Permasalahan Sampah di Bengkulu Selatan Belum Tertangani dengan Baik, Warga Didorong Tingkatkan Kesadaran Lingkungan
Bengkulu Selatan, Siberbengkulu.co -- Sampah di Bengkulu Selatan masih menjadi permasalahan yang belum dapat diatasi dengan baik. Berbagai tempat publik di daerah ini sering dijadikan lokasi pembuangan sampah liar, yang tidak hanya merusak pemandangan tetapi juga mengganggu kebersihan lingkungan.
Beberapa titik yang kerap dijadikan tempat pembuangan sampah sembarangan antara lain di Tebing Kayu Kunyit, Jalan Pasar Bawah, Jalan Pemangku Basri, serta kawasan perkantoran dan pasar.
Wakil Ketua Tim Pokja Perumahan dan Kawasan Permukiman (PKP) Bengkulu Selatan, Fikri Aljauhari, S.STP, MM, menyatakan bahwa permasalahan sampah merupakan isu lingkungan yang perlu mendapat perhatian serius dari masyarakat Bengkulu Selatan.
Ia menjelaskan, kesadaran masyarakat dalam membuang sampah masih sangat minim. Banyak warga yang belum memahami pentingnya menjaga kebersihan dan justru menganggap sampah sebagai tanggung jawab sepenuhnya dari pemerintah.
“Kesadaran masyarakat dalam membuang sampah ini masih rendah. Belum ada rasa tanggung jawab dalam diri masing-masing,” ujar Fikri.
Menurutnya, kesadaran pribadi sangat penting, karena jika masyarakat memiliki kesadaran tersebut, lingkungan bersih dan terhindar dari masalah sampah bisa tercipta.
Fikri juga menambahkan bahwa Pemerintah Kabupaten Bengkulu Selatan melalui Dinas Lingkungan Hidup dan Kehutanan (DLHK) sudah memiliki tim kebersihan sampah, namun dinas tersebut masih menghadapi keterbatasan personel dan sarana. Oleh karena itu, ia menegaskan bahwa jika masalah sampah hanya dibebankan kepada pemerintah, maka penyelesaiannya tidak akan maksimal.
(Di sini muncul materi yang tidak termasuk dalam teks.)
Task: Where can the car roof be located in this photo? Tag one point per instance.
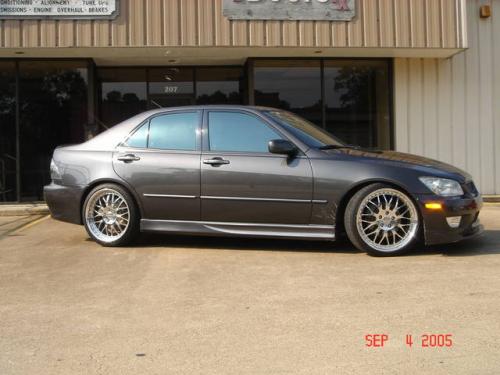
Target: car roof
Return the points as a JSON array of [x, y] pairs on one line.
[[209, 106], [111, 137]]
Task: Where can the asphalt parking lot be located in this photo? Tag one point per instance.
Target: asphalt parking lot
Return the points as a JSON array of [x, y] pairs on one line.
[[172, 305]]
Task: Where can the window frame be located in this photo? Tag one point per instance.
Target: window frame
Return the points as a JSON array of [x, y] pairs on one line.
[[206, 133], [148, 122]]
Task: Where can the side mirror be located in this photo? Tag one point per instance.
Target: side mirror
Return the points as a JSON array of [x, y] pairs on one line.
[[282, 147]]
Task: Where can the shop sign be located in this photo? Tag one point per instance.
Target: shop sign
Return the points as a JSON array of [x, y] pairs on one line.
[[66, 9], [329, 10]]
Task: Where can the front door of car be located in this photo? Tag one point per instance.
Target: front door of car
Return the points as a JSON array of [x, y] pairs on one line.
[[161, 162], [241, 181]]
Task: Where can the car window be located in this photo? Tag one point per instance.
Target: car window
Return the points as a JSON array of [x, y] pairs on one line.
[[238, 132], [139, 138], [174, 131]]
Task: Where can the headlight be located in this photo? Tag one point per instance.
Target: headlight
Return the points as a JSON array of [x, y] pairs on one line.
[[54, 171], [442, 186]]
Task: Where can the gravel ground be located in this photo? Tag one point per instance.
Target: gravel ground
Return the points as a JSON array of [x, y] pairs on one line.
[[180, 305]]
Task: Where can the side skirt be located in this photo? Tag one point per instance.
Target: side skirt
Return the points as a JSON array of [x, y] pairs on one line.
[[325, 232]]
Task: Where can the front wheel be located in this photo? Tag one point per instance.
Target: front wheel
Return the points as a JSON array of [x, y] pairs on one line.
[[110, 215], [382, 220]]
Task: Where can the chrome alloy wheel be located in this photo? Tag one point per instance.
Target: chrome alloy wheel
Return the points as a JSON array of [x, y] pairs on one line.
[[387, 220], [107, 215]]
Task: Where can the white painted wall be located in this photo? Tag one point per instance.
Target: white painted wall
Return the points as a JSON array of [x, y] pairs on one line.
[[449, 109]]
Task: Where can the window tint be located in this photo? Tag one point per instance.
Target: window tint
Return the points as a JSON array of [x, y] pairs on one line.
[[139, 138], [176, 131], [239, 132]]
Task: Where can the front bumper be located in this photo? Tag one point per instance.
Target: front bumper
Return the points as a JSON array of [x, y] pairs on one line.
[[436, 227], [64, 202]]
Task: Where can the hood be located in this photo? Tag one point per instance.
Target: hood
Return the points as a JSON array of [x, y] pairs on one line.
[[423, 164]]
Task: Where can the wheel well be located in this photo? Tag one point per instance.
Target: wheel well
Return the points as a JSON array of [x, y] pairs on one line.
[[339, 222], [102, 182]]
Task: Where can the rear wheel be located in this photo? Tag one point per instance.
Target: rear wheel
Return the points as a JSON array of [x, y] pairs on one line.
[[382, 220], [110, 216]]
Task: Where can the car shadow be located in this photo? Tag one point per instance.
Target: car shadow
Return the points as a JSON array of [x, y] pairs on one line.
[[487, 243], [245, 244]]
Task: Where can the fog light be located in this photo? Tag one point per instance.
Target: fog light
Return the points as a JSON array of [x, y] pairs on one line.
[[454, 221]]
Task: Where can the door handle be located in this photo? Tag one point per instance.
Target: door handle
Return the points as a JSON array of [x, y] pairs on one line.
[[127, 158], [216, 161]]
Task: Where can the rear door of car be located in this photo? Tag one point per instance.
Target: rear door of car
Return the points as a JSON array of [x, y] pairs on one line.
[[241, 181], [161, 161]]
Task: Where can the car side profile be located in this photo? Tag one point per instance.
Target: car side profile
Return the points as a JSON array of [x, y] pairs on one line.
[[255, 172]]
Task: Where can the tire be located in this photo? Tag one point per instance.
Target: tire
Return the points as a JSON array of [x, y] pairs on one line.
[[110, 215], [382, 220]]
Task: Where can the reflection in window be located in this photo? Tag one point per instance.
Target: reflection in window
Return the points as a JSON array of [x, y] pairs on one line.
[[219, 86], [7, 131], [238, 132], [355, 106], [176, 131], [291, 85], [357, 102], [123, 94]]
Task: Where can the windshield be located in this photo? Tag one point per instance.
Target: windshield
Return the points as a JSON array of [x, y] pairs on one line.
[[308, 133]]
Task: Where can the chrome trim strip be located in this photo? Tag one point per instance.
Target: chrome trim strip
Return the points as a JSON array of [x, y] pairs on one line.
[[320, 201], [262, 199], [170, 196]]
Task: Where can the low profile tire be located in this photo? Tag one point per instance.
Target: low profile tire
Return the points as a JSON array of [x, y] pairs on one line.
[[382, 220], [110, 215]]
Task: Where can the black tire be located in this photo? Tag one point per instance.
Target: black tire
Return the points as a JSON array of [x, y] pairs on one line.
[[362, 241], [131, 230]]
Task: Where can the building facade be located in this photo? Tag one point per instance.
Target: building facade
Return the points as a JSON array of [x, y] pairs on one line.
[[413, 75]]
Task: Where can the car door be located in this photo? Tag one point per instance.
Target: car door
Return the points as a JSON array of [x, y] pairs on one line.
[[242, 182], [161, 162]]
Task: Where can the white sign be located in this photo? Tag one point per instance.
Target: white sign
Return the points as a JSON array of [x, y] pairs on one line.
[[73, 9], [329, 10]]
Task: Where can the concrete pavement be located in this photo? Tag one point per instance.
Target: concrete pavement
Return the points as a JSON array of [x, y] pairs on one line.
[[172, 305]]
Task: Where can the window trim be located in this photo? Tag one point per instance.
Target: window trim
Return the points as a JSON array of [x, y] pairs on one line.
[[206, 133]]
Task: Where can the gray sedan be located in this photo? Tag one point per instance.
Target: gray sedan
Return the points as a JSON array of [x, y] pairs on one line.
[[255, 172]]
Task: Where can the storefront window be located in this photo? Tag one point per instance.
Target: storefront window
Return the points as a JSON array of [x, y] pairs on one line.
[[123, 94], [53, 111], [357, 102], [352, 101], [171, 87], [219, 85], [7, 131], [291, 85]]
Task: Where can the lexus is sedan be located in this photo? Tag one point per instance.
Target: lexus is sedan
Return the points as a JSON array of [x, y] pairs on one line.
[[255, 172]]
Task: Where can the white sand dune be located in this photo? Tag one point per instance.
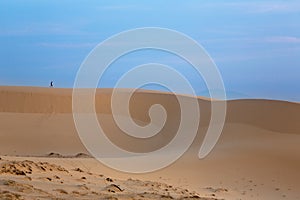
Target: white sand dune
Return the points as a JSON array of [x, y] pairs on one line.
[[257, 156]]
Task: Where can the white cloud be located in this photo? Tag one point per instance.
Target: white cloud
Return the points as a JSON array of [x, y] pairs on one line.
[[283, 39], [67, 45]]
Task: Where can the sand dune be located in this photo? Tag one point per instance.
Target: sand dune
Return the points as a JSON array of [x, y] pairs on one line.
[[257, 156]]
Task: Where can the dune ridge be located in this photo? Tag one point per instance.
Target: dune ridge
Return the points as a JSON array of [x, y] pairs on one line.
[[256, 157], [280, 116]]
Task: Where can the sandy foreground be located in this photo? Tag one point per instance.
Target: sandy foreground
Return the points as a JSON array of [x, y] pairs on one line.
[[42, 157]]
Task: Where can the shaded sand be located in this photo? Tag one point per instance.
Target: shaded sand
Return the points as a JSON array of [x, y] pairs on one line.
[[257, 156]]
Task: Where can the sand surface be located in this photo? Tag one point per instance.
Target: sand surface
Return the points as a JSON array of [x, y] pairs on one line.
[[42, 157]]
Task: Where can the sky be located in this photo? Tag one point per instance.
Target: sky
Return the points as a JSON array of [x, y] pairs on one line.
[[255, 44]]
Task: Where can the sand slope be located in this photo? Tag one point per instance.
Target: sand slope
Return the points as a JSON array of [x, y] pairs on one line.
[[257, 156]]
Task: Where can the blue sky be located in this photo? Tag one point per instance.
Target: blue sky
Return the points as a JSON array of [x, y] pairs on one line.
[[255, 44]]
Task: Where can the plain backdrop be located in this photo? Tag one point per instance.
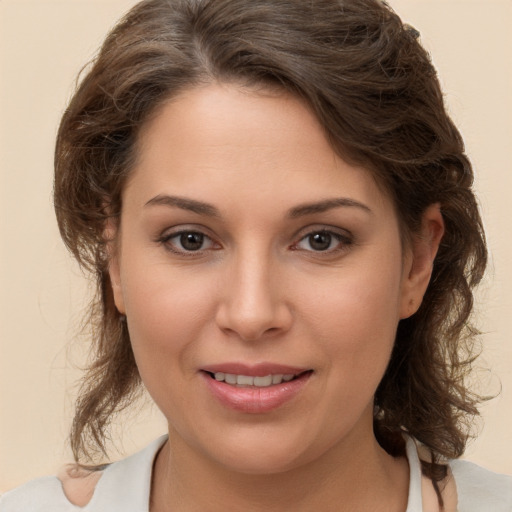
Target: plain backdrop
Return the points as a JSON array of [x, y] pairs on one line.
[[43, 45]]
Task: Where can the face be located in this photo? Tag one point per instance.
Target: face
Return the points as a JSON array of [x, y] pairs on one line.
[[262, 277]]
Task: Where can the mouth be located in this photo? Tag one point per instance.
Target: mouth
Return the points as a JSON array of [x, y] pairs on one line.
[[255, 389], [249, 381]]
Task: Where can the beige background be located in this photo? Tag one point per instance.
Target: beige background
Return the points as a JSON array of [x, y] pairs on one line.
[[43, 44]]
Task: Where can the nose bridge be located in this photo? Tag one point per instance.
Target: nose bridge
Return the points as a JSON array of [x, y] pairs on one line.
[[253, 305]]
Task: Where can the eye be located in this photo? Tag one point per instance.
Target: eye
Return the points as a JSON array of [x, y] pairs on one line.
[[183, 242], [323, 241]]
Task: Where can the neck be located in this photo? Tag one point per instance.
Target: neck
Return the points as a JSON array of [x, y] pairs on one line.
[[357, 475]]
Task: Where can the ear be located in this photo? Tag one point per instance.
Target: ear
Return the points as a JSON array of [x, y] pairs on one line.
[[111, 237], [419, 260]]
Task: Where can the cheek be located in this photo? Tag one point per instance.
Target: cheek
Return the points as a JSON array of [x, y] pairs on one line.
[[354, 320], [166, 314]]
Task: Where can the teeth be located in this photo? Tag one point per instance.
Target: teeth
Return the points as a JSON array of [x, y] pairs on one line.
[[246, 380]]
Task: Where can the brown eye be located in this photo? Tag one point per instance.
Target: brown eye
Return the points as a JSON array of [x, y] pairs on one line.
[[320, 241], [323, 241], [186, 242], [192, 241]]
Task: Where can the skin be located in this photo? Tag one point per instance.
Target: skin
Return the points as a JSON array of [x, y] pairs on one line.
[[258, 290]]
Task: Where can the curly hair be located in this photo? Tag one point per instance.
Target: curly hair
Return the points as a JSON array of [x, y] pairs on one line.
[[374, 90]]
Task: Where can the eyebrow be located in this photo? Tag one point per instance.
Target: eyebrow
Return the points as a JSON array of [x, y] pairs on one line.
[[325, 205], [209, 210], [185, 204]]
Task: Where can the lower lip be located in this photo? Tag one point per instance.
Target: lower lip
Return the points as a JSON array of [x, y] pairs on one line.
[[255, 400]]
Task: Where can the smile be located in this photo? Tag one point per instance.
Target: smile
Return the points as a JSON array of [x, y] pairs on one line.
[[255, 394], [249, 381]]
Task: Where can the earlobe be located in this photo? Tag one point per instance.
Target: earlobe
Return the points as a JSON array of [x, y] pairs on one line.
[[112, 240], [420, 260]]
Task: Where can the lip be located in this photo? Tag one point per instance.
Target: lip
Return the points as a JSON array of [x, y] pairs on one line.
[[255, 400], [253, 370]]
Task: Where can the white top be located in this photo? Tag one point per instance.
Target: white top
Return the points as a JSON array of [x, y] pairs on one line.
[[125, 487]]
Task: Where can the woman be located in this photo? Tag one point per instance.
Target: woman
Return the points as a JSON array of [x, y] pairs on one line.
[[279, 214]]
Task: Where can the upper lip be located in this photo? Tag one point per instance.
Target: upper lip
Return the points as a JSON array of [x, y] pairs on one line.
[[253, 370]]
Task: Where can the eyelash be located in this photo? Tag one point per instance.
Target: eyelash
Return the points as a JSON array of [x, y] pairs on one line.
[[344, 242]]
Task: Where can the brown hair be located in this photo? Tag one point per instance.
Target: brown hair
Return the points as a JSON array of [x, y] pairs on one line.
[[373, 88]]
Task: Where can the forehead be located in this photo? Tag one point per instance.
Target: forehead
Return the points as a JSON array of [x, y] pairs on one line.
[[239, 144]]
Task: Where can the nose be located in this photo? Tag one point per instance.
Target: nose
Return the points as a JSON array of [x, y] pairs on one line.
[[253, 304]]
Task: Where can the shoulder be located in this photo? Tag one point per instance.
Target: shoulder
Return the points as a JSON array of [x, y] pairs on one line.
[[479, 489], [38, 495], [123, 486]]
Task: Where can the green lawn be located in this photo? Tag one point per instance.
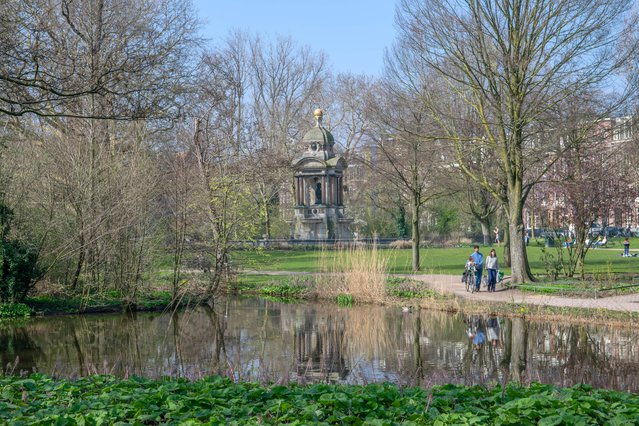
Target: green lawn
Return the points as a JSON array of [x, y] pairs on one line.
[[434, 260]]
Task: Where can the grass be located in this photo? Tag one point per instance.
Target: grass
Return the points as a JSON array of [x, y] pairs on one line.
[[448, 261]]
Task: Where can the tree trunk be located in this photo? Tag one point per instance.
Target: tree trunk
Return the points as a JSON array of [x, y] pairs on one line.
[[415, 233], [485, 231], [506, 254], [518, 258]]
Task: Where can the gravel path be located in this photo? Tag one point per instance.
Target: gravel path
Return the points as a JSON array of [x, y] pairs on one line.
[[452, 284]]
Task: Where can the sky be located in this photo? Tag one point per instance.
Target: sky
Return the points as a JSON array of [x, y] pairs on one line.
[[352, 33]]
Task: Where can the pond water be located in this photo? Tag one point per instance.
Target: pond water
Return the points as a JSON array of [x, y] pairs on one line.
[[262, 340]]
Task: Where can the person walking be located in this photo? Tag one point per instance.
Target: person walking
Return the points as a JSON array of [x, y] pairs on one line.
[[478, 258], [626, 247], [492, 264]]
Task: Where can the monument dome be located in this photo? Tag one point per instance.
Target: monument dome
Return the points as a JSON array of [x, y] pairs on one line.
[[319, 188]]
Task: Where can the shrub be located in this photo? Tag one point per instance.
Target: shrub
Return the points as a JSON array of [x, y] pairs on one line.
[[18, 270], [14, 310], [401, 244]]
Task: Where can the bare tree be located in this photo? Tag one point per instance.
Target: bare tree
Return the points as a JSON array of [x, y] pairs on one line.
[[408, 161], [57, 54], [511, 63]]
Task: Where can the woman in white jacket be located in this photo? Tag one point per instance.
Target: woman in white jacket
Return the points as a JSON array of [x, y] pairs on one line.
[[492, 264]]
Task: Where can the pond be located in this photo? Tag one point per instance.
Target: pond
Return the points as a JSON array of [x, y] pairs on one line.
[[264, 340]]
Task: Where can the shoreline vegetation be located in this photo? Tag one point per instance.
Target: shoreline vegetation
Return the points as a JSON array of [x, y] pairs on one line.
[[341, 277], [359, 275], [218, 400]]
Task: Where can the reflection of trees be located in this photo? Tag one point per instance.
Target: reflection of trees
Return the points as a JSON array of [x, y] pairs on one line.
[[318, 350], [264, 340], [17, 345]]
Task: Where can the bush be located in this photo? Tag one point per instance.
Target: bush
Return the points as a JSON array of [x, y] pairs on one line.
[[18, 270], [14, 310], [401, 244]]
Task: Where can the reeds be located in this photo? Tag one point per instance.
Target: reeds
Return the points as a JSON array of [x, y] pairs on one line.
[[354, 270]]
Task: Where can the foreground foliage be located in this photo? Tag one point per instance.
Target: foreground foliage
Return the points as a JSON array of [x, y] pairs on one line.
[[217, 400]]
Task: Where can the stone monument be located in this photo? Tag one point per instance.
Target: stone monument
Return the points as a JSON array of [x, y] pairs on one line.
[[319, 188]]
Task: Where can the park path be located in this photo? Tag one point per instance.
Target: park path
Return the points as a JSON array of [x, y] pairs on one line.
[[452, 284]]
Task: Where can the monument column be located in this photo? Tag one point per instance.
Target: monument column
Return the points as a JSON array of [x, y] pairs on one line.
[[324, 191]]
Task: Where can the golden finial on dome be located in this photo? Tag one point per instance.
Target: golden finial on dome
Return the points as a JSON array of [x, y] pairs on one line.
[[318, 116]]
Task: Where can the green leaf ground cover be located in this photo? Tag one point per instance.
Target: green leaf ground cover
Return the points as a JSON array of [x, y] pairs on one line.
[[99, 400]]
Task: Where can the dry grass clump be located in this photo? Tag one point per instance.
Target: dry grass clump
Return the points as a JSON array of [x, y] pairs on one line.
[[353, 270], [401, 244]]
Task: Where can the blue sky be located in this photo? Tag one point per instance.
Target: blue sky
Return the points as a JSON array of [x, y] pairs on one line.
[[353, 33]]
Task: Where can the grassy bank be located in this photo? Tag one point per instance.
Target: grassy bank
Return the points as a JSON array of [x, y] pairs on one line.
[[215, 400], [434, 260]]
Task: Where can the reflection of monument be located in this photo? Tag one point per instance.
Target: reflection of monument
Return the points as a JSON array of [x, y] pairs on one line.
[[319, 188]]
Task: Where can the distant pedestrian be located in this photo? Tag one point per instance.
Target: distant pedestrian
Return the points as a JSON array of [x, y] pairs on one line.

“Kalau semuanya dibebankan pada pemerintah, sampah tidak akan bisa teratasi dengan baik. Mari bersama-sama wujudkan kesadaran akan pentingnya lingkungan yang bersih,” ajak Fikri.
Sementara itu, Staf Ahli Pemkab Bengkulu Selatan, Edi Siswanto, berharap masyarakat dapat mengubah pola pikir mereka terkait sampah. Ia mengajak warga Bengkulu Selatan untuk melihat sampah sebagai sumber daya yang dapat dikelola dan dimanfaatkan, bukan hanya sebagai limbah yang perlu dibuang.
“Kita sering menganggap sampah hanya sebagai sampah. Mari kita ubah mindset kita dan coba lihat sampah sebagai potensi yang bisa diubah menjadi barang berharga, bahkan bisa menghasilkan uang,” ujar Edi.
Dengan adanya kesadaran dan partisipasi aktif dari masyarakat, diharapkan permasalahan sampah di Bengkulu Selatan dapat teratasi dan lingkungan menjadi lebih bersih serta nyaman.